Por Christopher Caldwell
En el último libro de Ruth Grant, “Strings Attached: Untangling the Ethics of Incentives”, la profesora de filosofía política de la Universidad de Duke deja la impresión de que las normas que regulan la vida diaria de los estadounidenses están distorsionadas. Los policías reparten multas de tráfico según una cuota diaria. Un legislador de Carolina del Sur propuso reducir las penas para los reclusos que donan sus órganos. El gobierno federal cobra miles de millones en impuestos para la construcción de caminos estatales, pero sólo asigna los dineros si los estados renuncian a su derecho constitucional de fijar la mayoría de edad para beber.
Todas estas historias involucran incentivos gubernamentales. Los bestseller de política Nudge de Richard Thaler y Cass Sunstein han vuelto a poner de moda el tema. Nudge recomienda ubicar los vegetales en lugares más visibles que los postres en las cafeterías escolares e inscribir automáticamente a los empleados en los planes de retiros de las empresas a menos que se opongan. La profesora Grant denomina este enfoque Thaler-Sunstein como “arquitectura de la elección”, un programa ligeramente distinto a “incentivar”, afirma. Pero ambos dan a los políticos herramientas para manejar a los ciudadanos como si fueran ganado.
Básicamentem, existen dos maneras para hacer que la gente haga algo: la coerción y la persuasión. Ambas tienen sus problemas. La coerción es cruel. La persuasión no siempre convence. Ahí es cuando entran los incentivos, si puedes ofrecer algo a alguien para que haga algo, no hará lo contrario. En un intercambio. Pero es también un ejercicio de poder. Estos incentivos son empleados para contrarrestar las motivaciones naturales de las personas.
Así es como la gente entendió la palabra “incentivo” cuando se introdujo a las discusiones de política pública hace cien años. Era parte de la visión estadounidense de la Era Progresiva, una combinación extraña entre utopía y doble dimensión, el cinismo de “vamos al grano” y “todo hombre tiene su precio”.
Éste era el mundo del taylorismo y los “Tiempos Modernos” de Chaplin y la ingeniería social era propuesta sin vergüenza. Hacer incentivos no es sólo la alternativa del mercado a la coerción. Los incentivos sospechosos son un sello de gran parte del sector industrial estadounidense.

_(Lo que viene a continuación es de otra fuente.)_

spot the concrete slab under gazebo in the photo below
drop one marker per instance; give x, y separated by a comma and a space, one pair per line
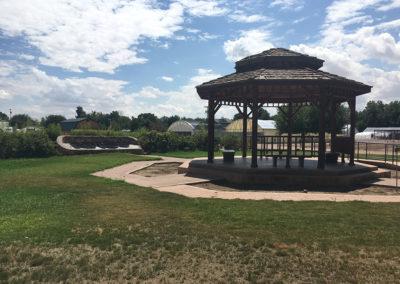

Cada vez más, las autoridades confunden libertad con elección, cree Grant. Ellos manipulan, menosprecian y corrompen en el nombre de la “libertad” que no es libertad. Sus ideas pueden resultar o no para una mejor política pública. Pero deberían darnos una mejor idea de la libertad. Difícilmente podemos hacerlo peor que: “¿Quieres dinero? ¡No vendas tu hígado!”.